GlobalHue renews US Navy contract
Advertising agency GlobalHue has scooped a renewed contract with the US Navy for initiatives targeting African-American and Asian segments.
The company revealed the move in a press release which also officially announced its controversially renewed deal with the Department of Tourism.
A day after Premier and Tourism Minister Ewart Brown said tourism arrivals had fallen 28 percent for the first three months of 2009, GlobalHue's release claimed its new contract was because of its "outstanding business performance over the past three years".
Shadow Tourism Minister Michael Dunkley yesterday responded by asking whether GlobalHue boss Don Coleman had been to the same school of spin as his longtime friend Dr. Brown.
GlobalHue has worked with the Navy since 2000 and says it has produced "exemplary recruiting results" as well as winning the American Advertising Federation Mosaic Award for Outstanding Multicultural Advertising Campaign.
Mr. Coleman stated: "We are excited and committed to again bring our strategic thinking, innovative tactics and brilliant creative to ensure the continued success of both the Bermuda Department of Tourism and the Navy."
The Premier has faced criticism at home and abroad after GlobalHue was awarded the $28 million two-year Bermuda contract when Cabinet decided not to put the bid out to tender despite falling arrivals and disparagement of GlobalHue's dealings.
GlobalHue's statement said: "Recent published data shows that visitor arrivals to Bermuda increased after GlobalHue became the Island's agency of record in 2006.
"Prior to GlobalHue, the average number of visitors per year from 1990 to 2005 was 531,988. For the last three years that the agency has been managing Bermuda Tourism's marketing efforts, the number of visitors averaged 620,215, representing a 16.6 percent increase over the 15 years prior.
"In addition, on-Island expenditures have increased by $48.9 million in 2006 and another $53.8 million in 2007.
"In 2008, despite the economic downturn, the Island has exceeded the average visitor numbers in the 15 years prior to GlobalHue by 4.3 percent."

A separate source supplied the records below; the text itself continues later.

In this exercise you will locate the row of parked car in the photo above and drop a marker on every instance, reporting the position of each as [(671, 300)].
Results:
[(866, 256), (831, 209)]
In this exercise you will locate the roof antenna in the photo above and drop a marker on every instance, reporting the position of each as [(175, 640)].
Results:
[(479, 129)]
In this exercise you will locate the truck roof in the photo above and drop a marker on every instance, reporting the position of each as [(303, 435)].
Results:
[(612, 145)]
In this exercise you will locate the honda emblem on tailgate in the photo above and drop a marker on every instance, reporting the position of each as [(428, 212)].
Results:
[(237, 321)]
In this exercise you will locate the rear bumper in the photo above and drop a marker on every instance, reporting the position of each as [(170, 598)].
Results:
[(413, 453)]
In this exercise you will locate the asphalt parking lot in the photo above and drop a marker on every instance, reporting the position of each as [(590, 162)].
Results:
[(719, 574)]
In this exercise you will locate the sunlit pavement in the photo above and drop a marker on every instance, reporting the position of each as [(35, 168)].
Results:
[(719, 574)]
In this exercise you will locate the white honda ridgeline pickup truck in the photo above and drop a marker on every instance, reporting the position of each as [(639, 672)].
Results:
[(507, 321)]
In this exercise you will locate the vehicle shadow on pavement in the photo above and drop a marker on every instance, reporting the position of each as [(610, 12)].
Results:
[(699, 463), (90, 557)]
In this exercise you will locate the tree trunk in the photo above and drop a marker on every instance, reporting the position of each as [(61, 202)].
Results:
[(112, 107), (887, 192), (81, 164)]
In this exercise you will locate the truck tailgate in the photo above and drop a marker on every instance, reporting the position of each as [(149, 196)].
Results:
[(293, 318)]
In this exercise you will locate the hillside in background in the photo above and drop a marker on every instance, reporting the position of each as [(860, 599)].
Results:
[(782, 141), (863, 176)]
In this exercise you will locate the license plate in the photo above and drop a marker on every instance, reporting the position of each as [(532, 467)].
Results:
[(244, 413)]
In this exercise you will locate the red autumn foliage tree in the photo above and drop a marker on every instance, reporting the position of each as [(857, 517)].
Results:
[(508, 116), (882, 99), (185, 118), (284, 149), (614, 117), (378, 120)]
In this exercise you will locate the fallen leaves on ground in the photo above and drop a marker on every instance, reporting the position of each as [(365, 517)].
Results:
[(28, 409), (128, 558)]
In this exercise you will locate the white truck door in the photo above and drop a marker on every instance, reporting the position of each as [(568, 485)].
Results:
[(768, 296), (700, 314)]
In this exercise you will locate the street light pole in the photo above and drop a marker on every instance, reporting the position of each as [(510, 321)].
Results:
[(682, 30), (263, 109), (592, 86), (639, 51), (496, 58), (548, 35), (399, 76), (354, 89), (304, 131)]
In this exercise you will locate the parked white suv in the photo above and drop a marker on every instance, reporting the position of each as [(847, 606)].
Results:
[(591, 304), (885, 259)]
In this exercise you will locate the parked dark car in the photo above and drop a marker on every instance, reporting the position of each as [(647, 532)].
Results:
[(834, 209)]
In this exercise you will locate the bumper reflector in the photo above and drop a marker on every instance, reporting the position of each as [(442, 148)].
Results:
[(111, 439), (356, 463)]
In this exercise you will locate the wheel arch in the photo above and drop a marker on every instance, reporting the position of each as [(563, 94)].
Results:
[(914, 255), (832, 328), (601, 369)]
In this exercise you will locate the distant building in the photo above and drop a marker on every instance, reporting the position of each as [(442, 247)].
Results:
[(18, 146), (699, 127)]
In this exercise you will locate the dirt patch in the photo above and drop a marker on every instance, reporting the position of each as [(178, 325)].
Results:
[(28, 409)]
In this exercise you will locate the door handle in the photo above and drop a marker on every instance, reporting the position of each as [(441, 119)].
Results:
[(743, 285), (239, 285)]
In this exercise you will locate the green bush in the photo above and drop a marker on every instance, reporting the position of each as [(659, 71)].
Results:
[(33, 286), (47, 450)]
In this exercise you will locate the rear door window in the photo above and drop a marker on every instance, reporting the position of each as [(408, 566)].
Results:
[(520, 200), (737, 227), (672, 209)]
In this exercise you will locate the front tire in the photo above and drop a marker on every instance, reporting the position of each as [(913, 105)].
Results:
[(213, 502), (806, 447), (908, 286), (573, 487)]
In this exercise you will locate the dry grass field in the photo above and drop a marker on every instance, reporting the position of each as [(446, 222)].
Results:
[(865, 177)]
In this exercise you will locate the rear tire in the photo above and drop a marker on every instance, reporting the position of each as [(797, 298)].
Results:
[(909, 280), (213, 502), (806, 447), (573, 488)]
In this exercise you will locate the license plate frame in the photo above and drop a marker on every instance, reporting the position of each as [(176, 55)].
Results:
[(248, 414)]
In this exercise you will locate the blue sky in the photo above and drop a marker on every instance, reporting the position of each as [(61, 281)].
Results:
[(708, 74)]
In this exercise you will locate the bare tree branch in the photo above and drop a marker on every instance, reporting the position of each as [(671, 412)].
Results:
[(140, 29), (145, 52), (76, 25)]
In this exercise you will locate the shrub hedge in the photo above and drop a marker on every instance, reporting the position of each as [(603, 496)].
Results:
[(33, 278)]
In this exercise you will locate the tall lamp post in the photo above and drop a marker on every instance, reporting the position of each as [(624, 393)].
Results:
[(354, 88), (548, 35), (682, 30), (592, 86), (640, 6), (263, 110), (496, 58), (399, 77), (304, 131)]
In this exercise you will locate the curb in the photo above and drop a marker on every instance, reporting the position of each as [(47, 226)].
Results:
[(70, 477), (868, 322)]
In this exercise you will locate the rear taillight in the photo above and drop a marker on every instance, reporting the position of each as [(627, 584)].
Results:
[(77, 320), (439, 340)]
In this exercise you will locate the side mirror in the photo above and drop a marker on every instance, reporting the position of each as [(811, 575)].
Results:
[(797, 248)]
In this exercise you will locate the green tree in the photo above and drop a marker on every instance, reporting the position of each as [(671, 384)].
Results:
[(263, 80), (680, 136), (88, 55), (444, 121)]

The day before that release, Tourism statistics had shown arrivals plummeted from 44,845 in the first three months of 2008 to 32,361 in the first three months of this year.
Meanwhile visitors spent between $734 and $922, compared to $1,013 to $1,216 per person in January to March 2008.
Yesterday, Sen. Dunkley said GlobalHue had used statistics inflated by an increase in cruise arrivals, when its own job was supposed to be to attract air arrivals.
The Premier's response to scepticism over his friendship with Mr. Coleman has been: "I've known Senator Michael Dunkley far longer than Don Coleman, and he did not go to Howard (University)."
Yesterday, Sen. Dunkley said: "I have certainly not known the Premier that long because he only returned to Bermuda in the 1990s; he's a generation older than me.
"People have a great deal of concern about a huge contract that was awarded without being put out to tender.
"Until that question is answered, people will continue to have a suspicion."